# 

## Postihal

Mam proste pytanie:ile potrzeba cementu i jakiej klasy na sporządzenie 1 m3 betonu B20,czy to jest może 200 kg.?   :Roll:

----------

orientacyjnie można podać, że dla otrzymania 1 m3 betonu klasy B-20 należy użyć: około 400 kg cementu(32,5), około 600 kg piasku, około 1300 kg żwiru i około 190 litrów wody. Jednak zastosowanie np. żwiru o nieco innym uziarnieniu czy innym kształcie ziaren zmieni potrzebną ilość składników w jednostce objętości mieszanki betonowej

http://www.muratordom.pl/eksperci_bu...0,214,45-0.htm

----------


## Postihal

Dzięki *brzoza* za bardzo szybką odpowiedź i podanie źródła.Teraz już nie mam żadnej wątpliwości.
Jednak warto na tym forum zadawać nawet proste pytania.  :big grin:

----------


## edde

pozwolę sobie zadać drugie proste pytanie w tym temacie  :smile:  :
jaki jest koszt wytworzenia 1m3 B20 w warunkach polowych (czytaj: betoniara na budowie), chodzi mi koszt materiałów bez kosztu robocizny, prądu czy zakupu betoniarki?
chodzi mi o to żeby porównać to do kosztu B20 z gruchy, a nie bardzo orientuję się w cenach przede wszystkim piachu i żwiru w m3 betonu...  :sad:

----------


## Geno

> pozwolę sobie zadać drugie proste pytanie w tym temacie  :
> jaki jest koszt wytworzenia 1m3 B20 w warunkach polowych (czytaj: betoniara na budowie), chodzi mi koszt materiałów bez kosztu robocizny, prądu czy zakupu betoniarki?
> chodzi mi o to żeby porównać to do kosztu B20 z gruchy, a nie bardzo orientuję się w cenach przede wszystkim piachu i żwiru w m3 betonu...


google + "cennik piasek"  "kopalnia kruszyw cennik"

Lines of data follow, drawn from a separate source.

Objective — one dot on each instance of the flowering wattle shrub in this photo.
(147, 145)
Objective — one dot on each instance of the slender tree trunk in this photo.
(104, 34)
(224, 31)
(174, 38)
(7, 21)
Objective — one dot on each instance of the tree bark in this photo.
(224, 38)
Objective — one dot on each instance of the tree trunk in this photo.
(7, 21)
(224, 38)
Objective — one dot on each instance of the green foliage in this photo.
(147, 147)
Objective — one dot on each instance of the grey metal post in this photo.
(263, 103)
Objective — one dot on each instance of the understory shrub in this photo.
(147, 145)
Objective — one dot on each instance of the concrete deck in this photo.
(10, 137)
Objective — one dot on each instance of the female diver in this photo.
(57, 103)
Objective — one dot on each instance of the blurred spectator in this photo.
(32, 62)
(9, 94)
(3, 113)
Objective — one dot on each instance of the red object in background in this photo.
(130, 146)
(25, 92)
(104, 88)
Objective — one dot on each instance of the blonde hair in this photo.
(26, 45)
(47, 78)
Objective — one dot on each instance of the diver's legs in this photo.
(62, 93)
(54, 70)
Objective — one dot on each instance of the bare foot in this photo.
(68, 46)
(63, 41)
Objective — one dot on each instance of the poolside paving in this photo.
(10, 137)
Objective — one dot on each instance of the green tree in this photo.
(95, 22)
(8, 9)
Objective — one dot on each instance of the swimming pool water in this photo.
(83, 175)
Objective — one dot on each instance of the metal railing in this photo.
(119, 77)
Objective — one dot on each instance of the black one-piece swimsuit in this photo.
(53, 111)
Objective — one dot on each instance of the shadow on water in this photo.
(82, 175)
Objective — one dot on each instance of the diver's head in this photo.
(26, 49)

google + "cennik żwir"  "kopalnia kruszyw cennik"

google + "cement cena"

wyszukiwarka + "recepta beton" itp.

Od przedszkola uczy się samodzielności...

----------


## edde

no cóż, z przykrością musze ci pokazać   :big tongue:  
(z przykrością bo zauważyłem że na forum jesteś jeden z konkretniejszych gości co to nie biją filozoficznie tylko piany albo jaj ciągle z innych nie robią)
skoro takie założenie masz to proponuję przestać wypowiadać sie na forum wogóle bo może to zbyteczne, przeciez wszyscy zadający jakiekolwiek pytanie moga sobie samodzielnie poszukać na google... po co komuś pomagać czy pdpowiadac...
taki *brzoza* na przykład: zamiast odpowiadać na pytanie *Postihal*  mógłby tylko napisac: 



> ....
> 
> google + "B20"  "sklad betonu"
> 
> ......
> 
> wyszukiwarka + "recepta beton" itp.
> 
> Od przedszkola uczy się samodzielności...

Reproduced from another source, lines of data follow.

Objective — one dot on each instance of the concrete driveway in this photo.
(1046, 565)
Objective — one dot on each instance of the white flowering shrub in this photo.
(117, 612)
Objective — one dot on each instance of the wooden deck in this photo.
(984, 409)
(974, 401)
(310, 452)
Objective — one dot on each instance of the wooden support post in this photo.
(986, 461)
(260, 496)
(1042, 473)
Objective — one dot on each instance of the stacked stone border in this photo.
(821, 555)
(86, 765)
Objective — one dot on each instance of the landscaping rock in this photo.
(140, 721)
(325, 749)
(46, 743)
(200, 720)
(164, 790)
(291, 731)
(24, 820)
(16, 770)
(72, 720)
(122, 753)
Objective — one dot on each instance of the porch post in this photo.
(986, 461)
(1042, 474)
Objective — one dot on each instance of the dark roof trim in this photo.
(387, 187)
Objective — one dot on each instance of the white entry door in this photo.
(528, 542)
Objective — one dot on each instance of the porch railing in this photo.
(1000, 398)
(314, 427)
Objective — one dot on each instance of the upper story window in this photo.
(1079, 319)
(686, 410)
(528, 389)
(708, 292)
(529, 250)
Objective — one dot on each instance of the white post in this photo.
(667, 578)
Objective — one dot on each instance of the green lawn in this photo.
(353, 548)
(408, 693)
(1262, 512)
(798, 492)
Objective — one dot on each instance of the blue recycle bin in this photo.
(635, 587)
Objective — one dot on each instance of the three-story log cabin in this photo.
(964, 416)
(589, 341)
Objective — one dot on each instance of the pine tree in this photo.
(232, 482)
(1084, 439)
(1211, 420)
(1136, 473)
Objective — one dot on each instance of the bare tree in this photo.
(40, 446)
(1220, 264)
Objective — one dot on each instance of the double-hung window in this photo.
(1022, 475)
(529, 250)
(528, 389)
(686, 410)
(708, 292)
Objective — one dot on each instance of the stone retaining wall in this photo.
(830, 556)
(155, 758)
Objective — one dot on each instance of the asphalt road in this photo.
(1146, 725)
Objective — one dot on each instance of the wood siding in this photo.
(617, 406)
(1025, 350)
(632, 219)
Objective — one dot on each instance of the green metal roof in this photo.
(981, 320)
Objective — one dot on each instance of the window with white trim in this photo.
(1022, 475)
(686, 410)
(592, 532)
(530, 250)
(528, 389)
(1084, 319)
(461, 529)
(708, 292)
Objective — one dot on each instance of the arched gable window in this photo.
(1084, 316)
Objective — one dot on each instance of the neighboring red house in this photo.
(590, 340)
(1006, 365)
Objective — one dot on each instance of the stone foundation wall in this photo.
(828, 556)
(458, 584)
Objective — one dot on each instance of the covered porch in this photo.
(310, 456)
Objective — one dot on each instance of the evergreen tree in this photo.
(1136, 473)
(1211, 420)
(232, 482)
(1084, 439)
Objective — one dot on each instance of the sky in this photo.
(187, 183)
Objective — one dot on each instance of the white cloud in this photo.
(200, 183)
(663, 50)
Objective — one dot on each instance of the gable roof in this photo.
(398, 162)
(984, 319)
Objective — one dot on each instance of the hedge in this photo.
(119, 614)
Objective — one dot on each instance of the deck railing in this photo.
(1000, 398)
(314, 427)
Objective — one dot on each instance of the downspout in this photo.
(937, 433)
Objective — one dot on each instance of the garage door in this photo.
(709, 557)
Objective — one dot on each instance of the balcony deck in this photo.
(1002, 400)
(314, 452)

ale widzisz, niektorzy chcą pomóc mniej doświadczonym, podzielić sie swoją wiedzą, może denerwują Cię zbyt proste i banalne pytania innych użytkowników ale chyba właśnie to jest istotą tegeo forum, jeśli to dla Ciebie za niski pziom jako profesjonalisty-budowlańca może pora rozejrzeć sie za forum dla profesjonalistów...

----------


## Geno

Na to samo pytanie odpowiadałem już z 5 razy , jak zwalczysz drzemiącego leniucha to je odnajdziesz. 

Zwykle odpowiadam jeśli odpowiedzi albo nie ma albo trudno znaleźć - tę odnalazłby średnio rozgarnięty 8 latek.

----------


## Barbossa

otóż to

----------


## marek.Bud

> orientacyjnie można podać, że dla otrzymania 1 m3 betonu klasy B-20 należy użyć: około 400 kg cementu(32,5), około 600 kg piasku, około 1300 kg żwiru i około 190 litrów wody.


Brzoza, troszke duzo tego cementu policzyles. wspolczynnik w/c mialbys taki ze nie zakrecilbys tego w betoniarce, a przy tej ilosci cementu wyszedl by ci beton b30.

----------


## Geno

> Napisał brzoza
> 
> orientacyjnie można podać, że dla otrzymania 1 m3 betonu klasy B-20 należy użyć: około 400 kg cementu(32,5), około 600 kg piasku, około 1300 kg żwiru i około 190 litrów wody.
> 
> 
> Brzoza, troszke duzo tego cementu policzyles. wspolczynnik w/c mialbys taki ze nie zakrecilbys tego w betoniarce, a przy tej ilosci cementu wyszedl by ci beton b30.


Na budowie   :big grin:  

Min. ilośc cem. dla bet. konstrukcyjnego to 350 kg/m3

Na budowie B30 się nie uda, B20 trudno uzyskać...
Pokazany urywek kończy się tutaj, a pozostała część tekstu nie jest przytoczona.